Masih ingatkah kamu momen ketika kita pertama berjumpa? Atau sudah lupa? Mari aku ingatkan. Sekilas saja, agar pikiranmu tidak terlalu berkecamuk dan kamu bisa terus fokus bekerja. Tenang, aku takkan membahas bagian pilu dan mungkin akan sedikit malu sendiri ketika mengingatnya.
Waktu itu, kita sama sekali tak kenal satu sama lain jika tidak ada seorang guru yang menyuruh kita untuk berkenalan. Terlebih lagi, aku tak ingin banyak berkenalan dengan orang lain. Repot, pikirku. Berkenalanlah kita, singkat. Lalu kamu sibuk dengan ponselmu, setelahnya kamu pergi ke kafetaria bersama temanmu meninggalkanku yang sedang cemas memikirkan hasil lomba yang baru saja aku ikuti.
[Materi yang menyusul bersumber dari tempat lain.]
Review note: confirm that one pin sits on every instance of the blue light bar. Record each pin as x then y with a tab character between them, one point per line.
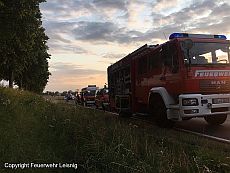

Masih tergambar jelas dalam benakku, saat itu kamu sedang asyik mendengar lagu dari iPod versi terkini yang membuatmu tersenyum-senyum kecil. Saat itu kita masih berkemeja putih dengan bawahan berwarna biru. Jaman masih lucu-lucunya. Lagunya tidak asing ditelingaku. Maksudku, bahasa dalam lagu tersebut. Saat itu juga sekaligus aku mengenalmu, tentunya tahu namamu juga yang sampai saat ini tidak pernah luntur di ingatanku bahkan, mungkin, tidak akan pernah terlupa sampai kapan pun.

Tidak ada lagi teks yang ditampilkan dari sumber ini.